Patient Education3 Minute ReadAug | 1 | 2018
Falls can result in minor bumps and bruises, but can also result in more serious injuries, such as head trauma and broken bones. In the case of falling, prevention is the best treatment. Although there is no way to prevent all falls 100% of the time, there are a number of steps you can take in your home to reduce your risk of falling.
- Lighting: Maintain adequate lighting (especially at night) in all rooms of the house. It is much easier to avoid falling if you can use your vision to help with balance. Ensuring access to light switches at the entrance of each room can help, eliminating the need to walk into a dark room to find the light. Night lights in bedrooms, hallways, and bathrooms can make night trips to the bathroom easier and less dangerous
- Stairs: Install or firmly secure existing railings on both sides of stairwells.

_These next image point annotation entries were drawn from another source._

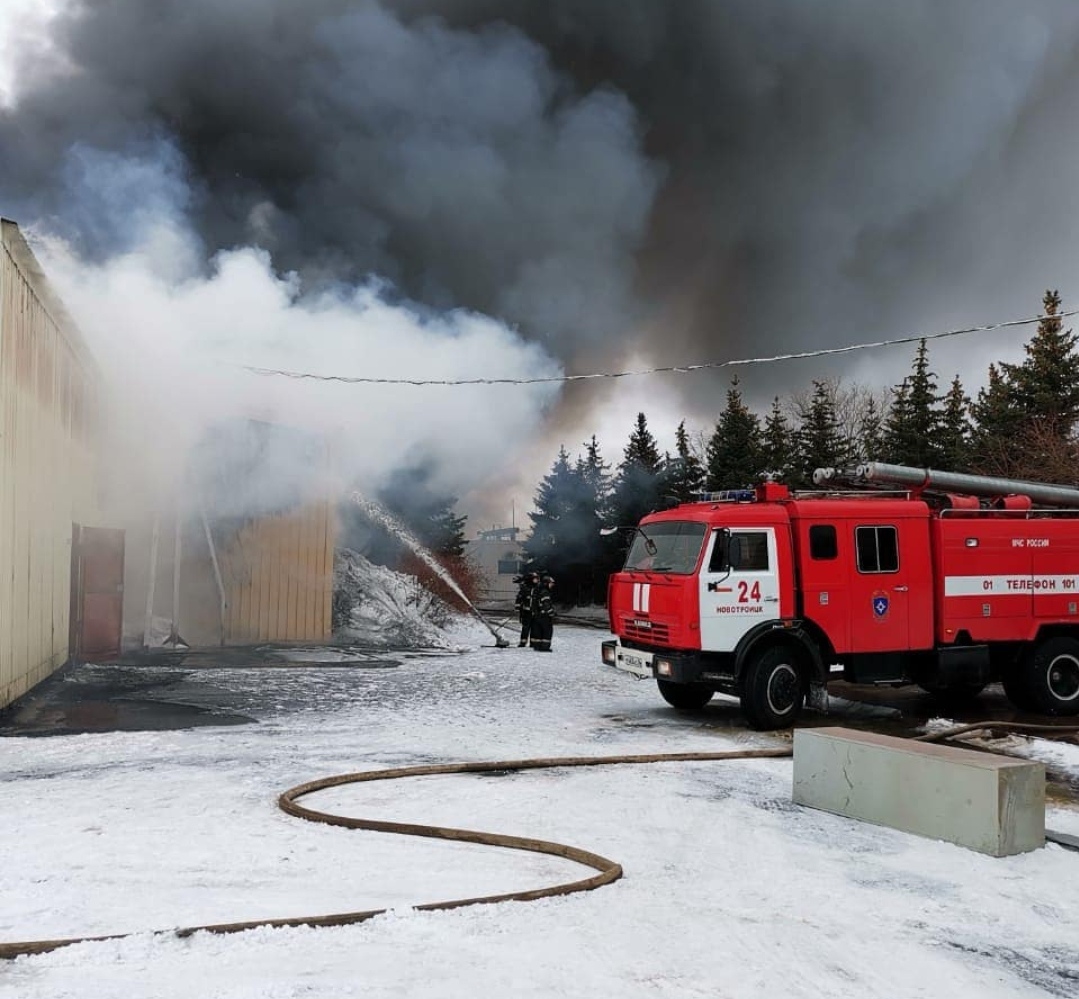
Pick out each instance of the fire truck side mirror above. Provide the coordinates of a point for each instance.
(722, 556)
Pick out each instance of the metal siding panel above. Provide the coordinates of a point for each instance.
(44, 474)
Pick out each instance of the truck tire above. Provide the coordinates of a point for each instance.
(684, 696)
(1051, 673)
(774, 688)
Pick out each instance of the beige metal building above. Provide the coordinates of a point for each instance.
(243, 552)
(48, 462)
(231, 569)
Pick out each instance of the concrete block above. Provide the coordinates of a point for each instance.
(989, 804)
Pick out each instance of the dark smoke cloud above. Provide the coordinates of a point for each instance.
(698, 179)
(456, 164)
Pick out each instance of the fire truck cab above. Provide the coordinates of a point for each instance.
(766, 596)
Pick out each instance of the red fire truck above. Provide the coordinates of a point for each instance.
(912, 575)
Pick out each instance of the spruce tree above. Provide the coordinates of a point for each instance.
(1046, 385)
(733, 459)
(953, 448)
(997, 426)
(604, 553)
(870, 443)
(683, 476)
(445, 531)
(561, 524)
(777, 442)
(637, 483)
(911, 432)
(819, 441)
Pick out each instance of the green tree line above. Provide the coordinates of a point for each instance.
(1021, 425)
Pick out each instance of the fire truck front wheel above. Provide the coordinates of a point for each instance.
(1052, 675)
(684, 696)
(774, 688)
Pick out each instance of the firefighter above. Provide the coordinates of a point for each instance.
(543, 614)
(523, 605)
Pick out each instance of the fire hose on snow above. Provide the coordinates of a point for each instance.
(609, 871)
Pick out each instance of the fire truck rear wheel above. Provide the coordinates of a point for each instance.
(684, 696)
(774, 688)
(1052, 675)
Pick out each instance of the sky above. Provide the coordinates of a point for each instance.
(401, 188)
(728, 890)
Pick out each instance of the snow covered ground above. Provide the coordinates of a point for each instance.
(729, 890)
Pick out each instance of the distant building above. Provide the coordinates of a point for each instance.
(499, 553)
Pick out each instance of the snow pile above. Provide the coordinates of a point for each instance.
(376, 605)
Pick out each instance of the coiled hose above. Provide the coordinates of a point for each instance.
(608, 870)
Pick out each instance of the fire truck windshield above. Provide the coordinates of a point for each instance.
(670, 546)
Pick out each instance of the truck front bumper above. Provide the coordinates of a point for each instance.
(629, 660)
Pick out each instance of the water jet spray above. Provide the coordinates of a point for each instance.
(377, 515)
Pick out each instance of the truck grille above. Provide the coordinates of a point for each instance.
(647, 632)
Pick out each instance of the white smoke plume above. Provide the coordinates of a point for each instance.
(612, 180)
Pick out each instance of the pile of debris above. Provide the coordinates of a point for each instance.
(374, 605)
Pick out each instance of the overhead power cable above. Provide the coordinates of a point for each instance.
(671, 369)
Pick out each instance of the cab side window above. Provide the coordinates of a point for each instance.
(877, 549)
(823, 544)
(749, 551)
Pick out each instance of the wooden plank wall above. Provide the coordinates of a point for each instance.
(48, 420)
(278, 576)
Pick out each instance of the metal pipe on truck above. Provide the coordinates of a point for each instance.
(881, 473)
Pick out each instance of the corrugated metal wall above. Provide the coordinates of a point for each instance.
(278, 577)
(48, 411)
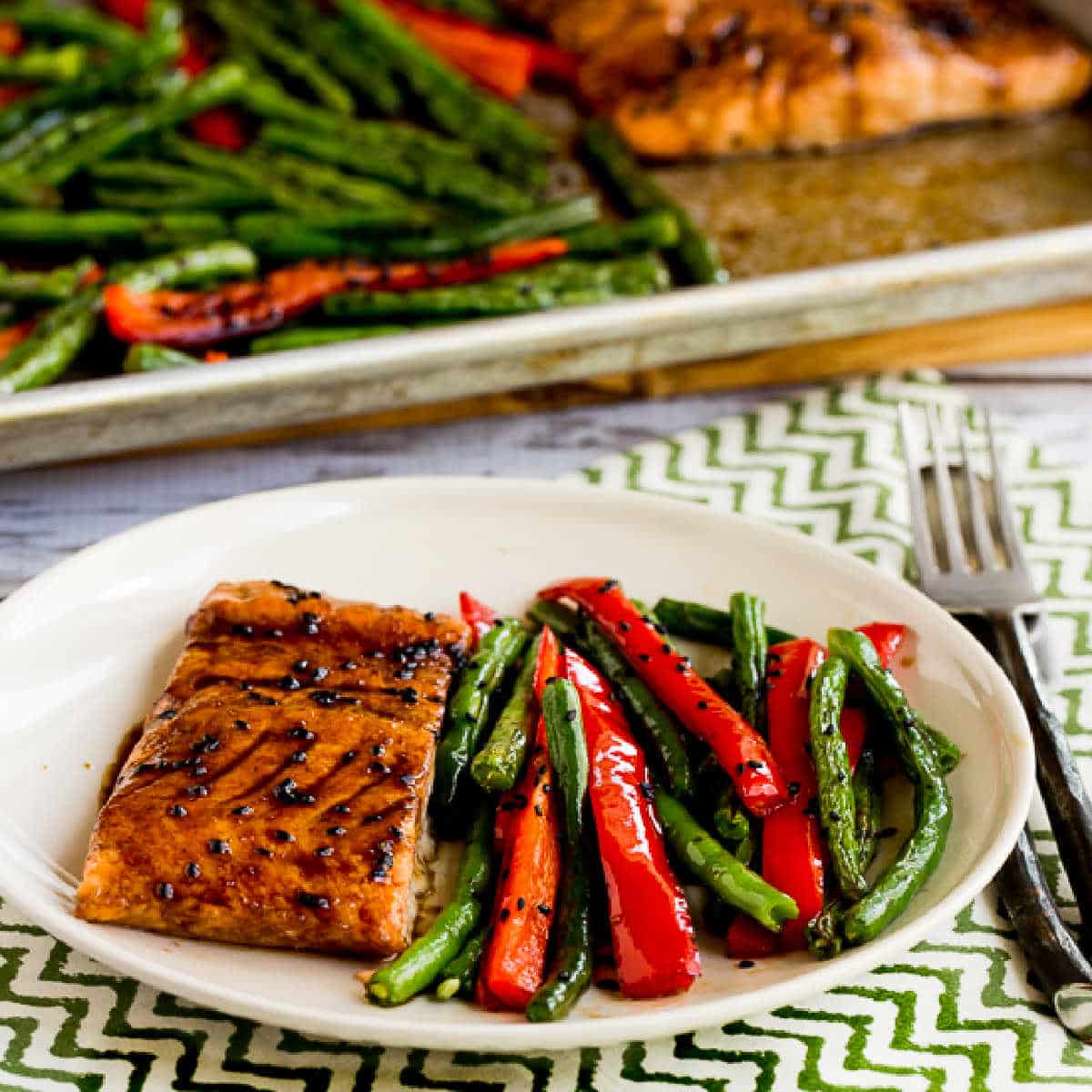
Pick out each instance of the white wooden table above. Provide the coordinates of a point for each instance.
(48, 513)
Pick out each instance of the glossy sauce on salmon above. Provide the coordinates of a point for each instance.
(709, 77)
(277, 792)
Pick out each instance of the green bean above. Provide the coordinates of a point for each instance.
(177, 199)
(867, 806)
(831, 759)
(192, 266)
(748, 660)
(75, 22)
(299, 64)
(948, 753)
(700, 622)
(148, 358)
(46, 353)
(571, 966)
(697, 255)
(52, 287)
(655, 230)
(459, 976)
(469, 714)
(65, 65)
(454, 104)
(921, 852)
(554, 284)
(311, 337)
(440, 178)
(563, 622)
(105, 228)
(497, 765)
(213, 87)
(278, 191)
(720, 871)
(356, 64)
(426, 958)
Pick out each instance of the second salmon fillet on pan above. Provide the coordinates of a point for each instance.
(708, 77)
(278, 791)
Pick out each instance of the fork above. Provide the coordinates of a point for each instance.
(986, 574)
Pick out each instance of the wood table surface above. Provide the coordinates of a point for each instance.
(48, 513)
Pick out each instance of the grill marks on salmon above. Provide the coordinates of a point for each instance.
(709, 77)
(277, 792)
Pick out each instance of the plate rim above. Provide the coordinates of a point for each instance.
(383, 1026)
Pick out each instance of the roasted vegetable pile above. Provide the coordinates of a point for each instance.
(314, 173)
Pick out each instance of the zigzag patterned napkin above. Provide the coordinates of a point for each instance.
(958, 1013)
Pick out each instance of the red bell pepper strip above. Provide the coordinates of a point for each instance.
(887, 637)
(655, 953)
(738, 748)
(514, 960)
(10, 337)
(478, 615)
(547, 666)
(183, 319)
(498, 61)
(792, 839)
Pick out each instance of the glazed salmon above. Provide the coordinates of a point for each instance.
(709, 77)
(277, 793)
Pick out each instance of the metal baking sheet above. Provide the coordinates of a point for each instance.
(944, 225)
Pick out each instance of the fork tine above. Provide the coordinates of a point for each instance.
(1006, 517)
(980, 518)
(918, 513)
(945, 496)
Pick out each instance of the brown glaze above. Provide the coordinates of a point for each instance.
(710, 77)
(277, 792)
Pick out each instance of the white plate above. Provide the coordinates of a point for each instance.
(86, 648)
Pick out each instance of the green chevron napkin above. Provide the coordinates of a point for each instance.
(958, 1013)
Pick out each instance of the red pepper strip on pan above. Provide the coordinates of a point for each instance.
(513, 962)
(498, 61)
(181, 319)
(547, 666)
(11, 45)
(737, 746)
(650, 923)
(478, 615)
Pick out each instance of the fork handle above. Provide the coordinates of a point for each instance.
(1063, 787)
(1064, 973)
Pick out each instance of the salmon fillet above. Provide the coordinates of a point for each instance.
(709, 77)
(277, 792)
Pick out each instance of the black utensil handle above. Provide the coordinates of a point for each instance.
(1064, 791)
(1052, 953)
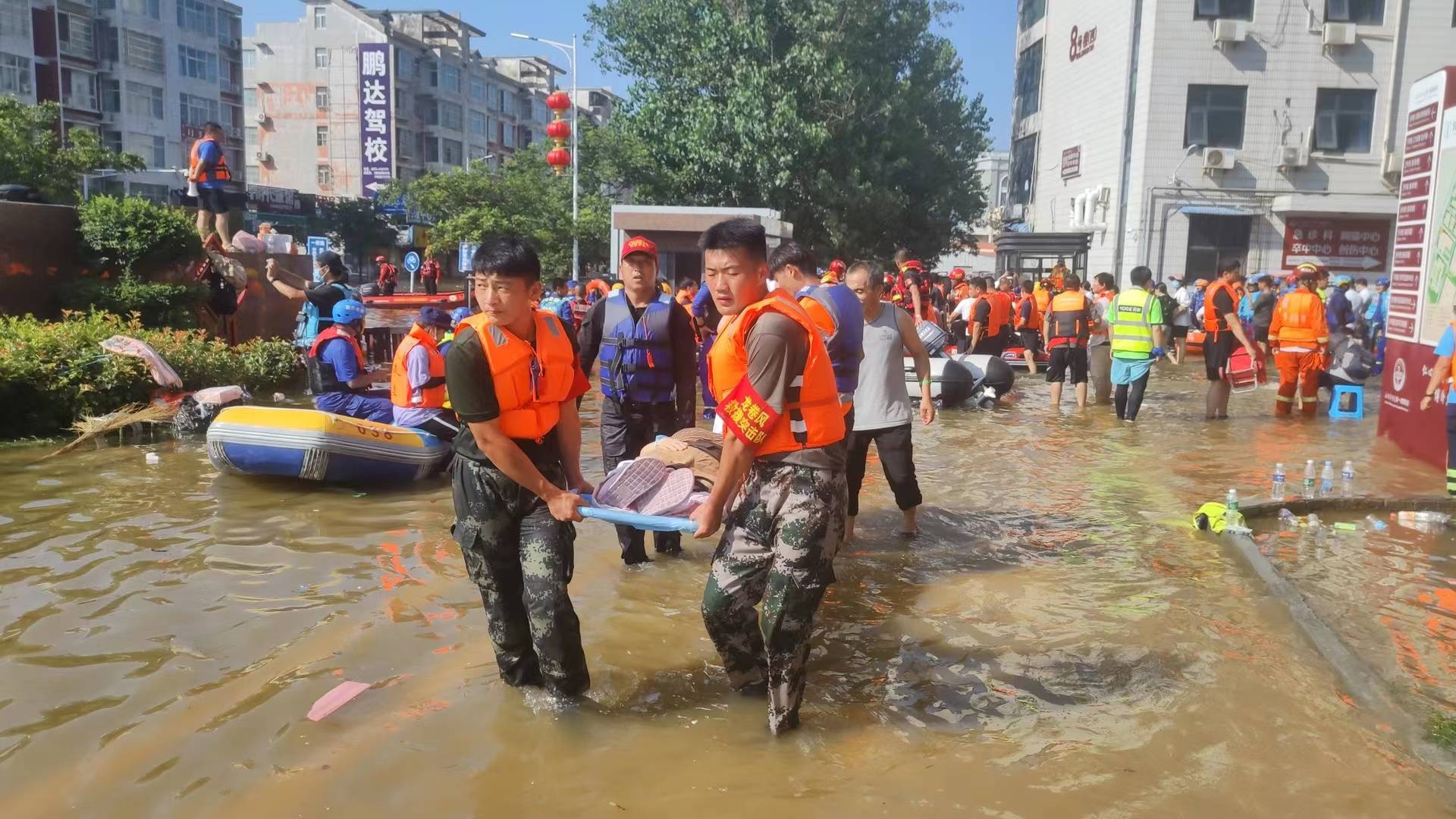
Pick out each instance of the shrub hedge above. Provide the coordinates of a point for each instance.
(55, 372)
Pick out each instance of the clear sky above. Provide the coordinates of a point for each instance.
(983, 34)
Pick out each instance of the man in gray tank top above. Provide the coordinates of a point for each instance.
(883, 414)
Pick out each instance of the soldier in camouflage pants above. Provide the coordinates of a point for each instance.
(778, 547)
(522, 558)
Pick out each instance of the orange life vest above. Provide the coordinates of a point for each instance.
(1299, 319)
(811, 422)
(218, 174)
(1210, 314)
(530, 403)
(400, 391)
(1033, 319)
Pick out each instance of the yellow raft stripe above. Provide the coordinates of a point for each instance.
(284, 419)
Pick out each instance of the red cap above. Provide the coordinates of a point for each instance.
(639, 245)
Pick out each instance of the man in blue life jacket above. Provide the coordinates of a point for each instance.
(645, 344)
(835, 309)
(318, 300)
(338, 372)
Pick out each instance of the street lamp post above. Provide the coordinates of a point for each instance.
(570, 50)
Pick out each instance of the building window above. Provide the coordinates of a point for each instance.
(1367, 12)
(76, 36)
(15, 74)
(15, 18)
(452, 152)
(1213, 241)
(149, 8)
(143, 99)
(1033, 12)
(1215, 115)
(1022, 169)
(1223, 9)
(197, 63)
(199, 110)
(1028, 80)
(199, 17)
(450, 76)
(452, 115)
(1345, 120)
(143, 52)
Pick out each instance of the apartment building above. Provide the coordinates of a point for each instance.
(437, 105)
(145, 74)
(1178, 133)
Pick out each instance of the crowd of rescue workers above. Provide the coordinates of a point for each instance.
(801, 369)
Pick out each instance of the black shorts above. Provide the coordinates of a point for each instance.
(1216, 350)
(1068, 359)
(212, 200)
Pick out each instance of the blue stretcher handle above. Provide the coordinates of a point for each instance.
(637, 521)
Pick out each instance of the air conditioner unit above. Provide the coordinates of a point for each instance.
(1231, 31)
(1219, 159)
(1293, 156)
(1340, 34)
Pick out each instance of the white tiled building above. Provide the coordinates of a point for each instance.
(145, 74)
(1183, 131)
(450, 104)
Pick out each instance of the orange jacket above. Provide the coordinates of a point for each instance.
(814, 420)
(1299, 319)
(528, 411)
(1210, 314)
(433, 395)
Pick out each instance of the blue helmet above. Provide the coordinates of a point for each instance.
(348, 311)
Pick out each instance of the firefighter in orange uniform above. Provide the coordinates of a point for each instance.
(1301, 340)
(783, 445)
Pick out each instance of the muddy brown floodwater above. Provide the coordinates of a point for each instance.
(1056, 643)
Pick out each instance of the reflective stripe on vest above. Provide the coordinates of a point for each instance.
(1128, 328)
(530, 382)
(637, 357)
(400, 394)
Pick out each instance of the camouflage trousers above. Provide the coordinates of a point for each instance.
(522, 558)
(778, 547)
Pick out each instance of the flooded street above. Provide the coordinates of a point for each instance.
(1057, 642)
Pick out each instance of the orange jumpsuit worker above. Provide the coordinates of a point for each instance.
(1301, 338)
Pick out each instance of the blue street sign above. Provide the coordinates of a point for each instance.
(468, 254)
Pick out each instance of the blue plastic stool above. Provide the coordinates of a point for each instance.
(1347, 401)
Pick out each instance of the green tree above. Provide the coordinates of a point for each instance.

If you have trouble seeing the edge of each step, place contrasting (brightly colored) strips of tape along the edge of each stair – this outlines each step better and helps with depth perception. Firmly secure any rugs that run on stairwells, and keep the stairs free of clutter.
- Floors: Remove scatter rugs whenever possible – they are a major fall hazard. Any rugs that are not secured on the edges should be taped or tacked down securely. Tape down electrical, extension, and telephone cords that run across the floor with easily visible tape. Minimize clutter in walking paths. Remove thresholds wherever possible, or if removal is not feasible, clearly mark thresholds with brightly colored strips of tape. Avoid polishes that make floors slick. Allow lots of space around furniture, and keep furniture in its accustomed spots for easy navigation.
- Bathrooms: Install grab bars (NOT TOWEL RACKS) in and outside of the tub and around the toilet. Make sure grab bars are attached to the studs in the wall. Use a non-skid mat in the shower stall. Use a shower chair or bath bench in the shower, and convert the shower to a hand-held showerhead. If you are having difficulty getting up from the toilet, install a raised toilet seat or commode seat over the toilet seat. Avoid slippery floors by placing a non-skid bathmat outside of the tub.
- Communication: If you have a home phone (land line), use a portable telephone that you can carry with you (most have a belt clip or can fit in a pocket) so that you are accessible to the phone and will not have to hurry to catch it when it is ringing. If you live alone or are alone for long periods, consider an emergency system (Lifeline or similar response system) with a button that is attached to you for emergencies.
- General: Wear supportive, wide-based, rubber-soled shoes that lace or close with velcro. Avoid walking barefoot or in socks – use slippers with non-skid rubber soles when walking in the house or at night. If you use an assistive device (cane, walker), make sure it is in easy reach of wherever you are, especially when you are in bed. Try to keep items you use often in easy reach and near waist level – in the kitchen and bathroom cabinets, on shelves, etc. Avoid reaching or bending whenever possible, even if it means rearranging things a little.
Unfortunately, falls are a common occurrence for people with neuromuscular diseases. If you follow the steps above and are careful about where and how you walk, you may be able to prevent hazardous environments that can lead to falls. If a slip or fall does occur, try to determine what caused it and whether there is an environmental change you can make to prevent it from happening again. If you find yourself tripping over your feet or consistently having difficulty with walking and balance, you may need an assistive device or bracing to increase your stability. Be sure to mention any falls to your ALS physician right away.